4.6 Time Series Large Model Import Steps

AINode supports multiple time series large models. For deployment, refer to Time Series Large Model

5 Permission Management

AINode uses IoTDB's authentication for permission management. Users need USE_MODEL permission for model management and READ_DATA permission for inference (to access input data sources).

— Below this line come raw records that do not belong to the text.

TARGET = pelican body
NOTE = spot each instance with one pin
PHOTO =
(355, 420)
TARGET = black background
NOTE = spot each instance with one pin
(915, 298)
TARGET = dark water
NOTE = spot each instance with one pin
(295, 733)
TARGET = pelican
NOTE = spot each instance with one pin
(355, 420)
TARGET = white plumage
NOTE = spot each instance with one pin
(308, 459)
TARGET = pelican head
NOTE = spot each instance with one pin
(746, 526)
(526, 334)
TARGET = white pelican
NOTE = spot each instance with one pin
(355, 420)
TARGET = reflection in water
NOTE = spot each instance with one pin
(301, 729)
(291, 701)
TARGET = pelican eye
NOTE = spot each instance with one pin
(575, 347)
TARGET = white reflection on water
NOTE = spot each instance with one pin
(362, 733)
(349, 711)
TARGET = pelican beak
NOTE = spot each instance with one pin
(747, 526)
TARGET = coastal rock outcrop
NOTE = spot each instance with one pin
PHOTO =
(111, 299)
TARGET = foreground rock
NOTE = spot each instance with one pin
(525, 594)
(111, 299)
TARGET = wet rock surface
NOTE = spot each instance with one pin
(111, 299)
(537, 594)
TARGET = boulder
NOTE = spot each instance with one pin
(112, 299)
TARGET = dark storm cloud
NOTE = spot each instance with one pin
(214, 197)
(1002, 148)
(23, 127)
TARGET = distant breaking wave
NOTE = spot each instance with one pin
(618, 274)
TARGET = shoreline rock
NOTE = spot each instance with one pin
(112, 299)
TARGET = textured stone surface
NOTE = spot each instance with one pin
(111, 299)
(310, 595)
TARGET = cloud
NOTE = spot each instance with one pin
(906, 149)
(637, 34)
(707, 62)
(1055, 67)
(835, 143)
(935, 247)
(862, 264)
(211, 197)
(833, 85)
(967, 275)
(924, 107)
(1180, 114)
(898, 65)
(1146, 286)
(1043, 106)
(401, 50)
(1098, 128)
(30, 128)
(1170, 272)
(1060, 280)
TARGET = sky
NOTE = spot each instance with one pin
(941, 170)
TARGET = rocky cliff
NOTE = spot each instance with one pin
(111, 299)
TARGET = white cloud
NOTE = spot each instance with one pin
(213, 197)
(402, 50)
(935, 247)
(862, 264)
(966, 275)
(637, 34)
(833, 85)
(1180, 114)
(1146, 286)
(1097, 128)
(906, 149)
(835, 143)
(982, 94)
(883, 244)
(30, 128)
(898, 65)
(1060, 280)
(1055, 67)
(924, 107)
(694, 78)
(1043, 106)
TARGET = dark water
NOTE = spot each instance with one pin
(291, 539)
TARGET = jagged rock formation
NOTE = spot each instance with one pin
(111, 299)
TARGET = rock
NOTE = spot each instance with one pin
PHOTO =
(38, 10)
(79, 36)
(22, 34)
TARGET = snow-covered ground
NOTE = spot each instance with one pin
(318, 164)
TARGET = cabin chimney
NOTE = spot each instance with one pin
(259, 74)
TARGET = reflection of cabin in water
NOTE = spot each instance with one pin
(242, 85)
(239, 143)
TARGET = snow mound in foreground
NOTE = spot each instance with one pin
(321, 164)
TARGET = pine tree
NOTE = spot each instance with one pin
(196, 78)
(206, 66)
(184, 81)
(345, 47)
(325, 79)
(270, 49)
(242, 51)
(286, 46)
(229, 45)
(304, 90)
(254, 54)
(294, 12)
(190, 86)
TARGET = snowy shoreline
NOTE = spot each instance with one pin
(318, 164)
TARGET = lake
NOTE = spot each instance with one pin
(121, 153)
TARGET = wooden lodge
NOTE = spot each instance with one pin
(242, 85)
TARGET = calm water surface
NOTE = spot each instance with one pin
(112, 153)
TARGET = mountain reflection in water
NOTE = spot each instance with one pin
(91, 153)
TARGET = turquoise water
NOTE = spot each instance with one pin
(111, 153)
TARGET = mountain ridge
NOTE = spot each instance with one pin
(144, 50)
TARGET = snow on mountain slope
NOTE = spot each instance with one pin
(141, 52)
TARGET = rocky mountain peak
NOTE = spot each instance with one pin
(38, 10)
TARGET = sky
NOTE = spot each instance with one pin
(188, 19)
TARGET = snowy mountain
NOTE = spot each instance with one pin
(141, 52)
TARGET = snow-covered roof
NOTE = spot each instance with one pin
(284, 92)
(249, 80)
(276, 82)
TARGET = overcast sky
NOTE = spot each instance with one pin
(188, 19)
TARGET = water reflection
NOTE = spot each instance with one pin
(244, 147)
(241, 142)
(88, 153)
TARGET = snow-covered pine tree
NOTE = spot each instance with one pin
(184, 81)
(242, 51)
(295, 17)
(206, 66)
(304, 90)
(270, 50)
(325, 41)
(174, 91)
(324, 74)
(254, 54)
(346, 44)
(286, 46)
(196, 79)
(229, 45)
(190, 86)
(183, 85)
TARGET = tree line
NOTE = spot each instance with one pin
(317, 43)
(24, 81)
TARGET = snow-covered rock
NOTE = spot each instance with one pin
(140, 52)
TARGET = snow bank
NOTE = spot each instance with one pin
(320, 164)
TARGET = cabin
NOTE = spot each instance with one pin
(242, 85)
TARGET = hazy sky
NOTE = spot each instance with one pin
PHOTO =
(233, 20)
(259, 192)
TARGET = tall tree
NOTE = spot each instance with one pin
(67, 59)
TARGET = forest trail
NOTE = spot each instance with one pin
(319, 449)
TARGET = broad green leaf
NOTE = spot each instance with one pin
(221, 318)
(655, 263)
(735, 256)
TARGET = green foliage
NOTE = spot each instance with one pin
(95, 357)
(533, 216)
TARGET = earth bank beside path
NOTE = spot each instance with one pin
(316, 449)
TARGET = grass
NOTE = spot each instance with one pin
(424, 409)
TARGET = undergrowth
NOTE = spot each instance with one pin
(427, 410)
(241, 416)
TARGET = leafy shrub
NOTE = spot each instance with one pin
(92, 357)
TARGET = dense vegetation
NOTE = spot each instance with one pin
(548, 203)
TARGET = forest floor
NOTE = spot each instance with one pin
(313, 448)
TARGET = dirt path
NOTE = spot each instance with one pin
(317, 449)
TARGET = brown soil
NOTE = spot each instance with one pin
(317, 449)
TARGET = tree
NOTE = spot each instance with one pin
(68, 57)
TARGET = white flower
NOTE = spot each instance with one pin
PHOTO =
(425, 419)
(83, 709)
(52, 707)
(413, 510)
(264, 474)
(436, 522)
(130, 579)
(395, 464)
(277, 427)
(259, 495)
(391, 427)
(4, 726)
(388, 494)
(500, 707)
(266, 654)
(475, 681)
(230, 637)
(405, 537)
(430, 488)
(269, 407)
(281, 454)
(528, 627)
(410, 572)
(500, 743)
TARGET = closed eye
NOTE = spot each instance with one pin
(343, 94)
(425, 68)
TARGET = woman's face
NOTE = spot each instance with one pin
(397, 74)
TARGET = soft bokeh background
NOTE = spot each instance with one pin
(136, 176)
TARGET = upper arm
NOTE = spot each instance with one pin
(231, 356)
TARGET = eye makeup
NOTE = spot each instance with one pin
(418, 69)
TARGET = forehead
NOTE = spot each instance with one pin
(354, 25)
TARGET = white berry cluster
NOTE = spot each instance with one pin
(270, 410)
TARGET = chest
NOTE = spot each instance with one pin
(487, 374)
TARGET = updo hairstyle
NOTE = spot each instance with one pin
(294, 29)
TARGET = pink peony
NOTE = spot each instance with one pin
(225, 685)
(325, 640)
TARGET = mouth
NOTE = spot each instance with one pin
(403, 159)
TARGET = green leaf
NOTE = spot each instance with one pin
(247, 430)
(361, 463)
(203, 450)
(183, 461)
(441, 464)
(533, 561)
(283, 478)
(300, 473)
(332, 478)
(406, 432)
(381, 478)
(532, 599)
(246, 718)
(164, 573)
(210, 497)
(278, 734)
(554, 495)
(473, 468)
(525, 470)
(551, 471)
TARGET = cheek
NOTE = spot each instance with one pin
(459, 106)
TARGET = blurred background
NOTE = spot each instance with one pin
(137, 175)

PermissionScopeAdmin (ROOT)Regular UserPath-Related
USE_MODELCreate/Show/Drop models✔️✔️
READ_DATACall inference functions✔️✔️✔️

6 Appendix

Arima

ParameterDescriptionDefault
orderARIMA order (p, d, q): p=autoregressive, d=differencing, q=moving average.(1,0,0)
seasonal_orderSeasonal ARIMA order (P, D, Q, s): seasonal AR, differencing, MA orders, and season length (e.g., 12 for monthly data).(0,0,0,0)
methodOptimizer: ‘newton’, ‘nm’, ‘bfgs’, ‘lbfgs’, ‘powell’, ‘cg’, ‘ncg’, ‘basinhopping’.‘lbfgs’
maxiterMaximum iterations/function evaluations.50
out_of_sample_sizeNumber of tail samples for validation (not used in fitting).0
scoringScoring function for validation (sklearn metric or custom).‘mse’
trendTrend term configuration. If with_intercept=True and None, defaults to ‘c’ (constant).None
with_interceptInclude intercept term.True
time_varying_regressionAllow regression coefficients to vary over time.False
enforce_stationarityEnforce stationarity of AR components.True
enforce_invertibilityEnforce invertibility of MA components.True
simple_differencingUse differenced data for estimation (sacrifices first rows).False
measurement_errorAssume observation errors.False
mle_regressionUse maximum likelihood for regression (must be False if time_varying_regression=True).True
hamilton_representationUse Hamilton representation (default is Harvey).False
concentrate_scaleExclude scale parameter from likelihood (reduces parameters).False

NaiveForecaster

ParameterDescriptionDefault
strategyForecasting strategy: - "last": Use last training value (seasonal if sp>1). - "mean": Use mean of last window (seasonal if sp>1). - "drift": Fit line through last window and extrapolate (non-robust to NaN).“last”
spSeasonal period. None or 1 means no seasonality; 12 means monthly.1

STLForecaster

ParameterDescriptionDefault
spSeasonal period (units). Passed to statsmodels' STL.2
seasonalSeasonal smoothing window (odd ≥3, typically ≥7).7
seasonal_degLOESS polynomial degree for season (0=constant, 1=linear).1
trend_degLOESS polynomial degree for trend (0 or 1).1
low_pass_degLOESS polynomial degree for low-pass (0 or 1).1
seasonal_jumpInterpolation step for season LOESS (larger = faster).1
trend_jumpInterpolation step for trend LOESS (larger = faster).1
low_pass_jumpInterpolation step for low-pass LOESS.1

ExponentialSmoothing (HoltWinters)

ParameterDescriptionDefault
damped_trendUse damped trend (trend flattens instead of growing infinitely).True
initialization_methodInitialization method: - "estimated": Fit to estimate initial states - "heuristic": Use heuristic for initial level/trend/season - "known": User-provided initial values - "legacy-heuristic": Legacy compatibility“estimated”
optimizedOptimize parameters via maximum likelihood.True
remove_biasRemove bias to make residuals' mean zero.False
use_bruteUse brute-force grid search for initial parameters.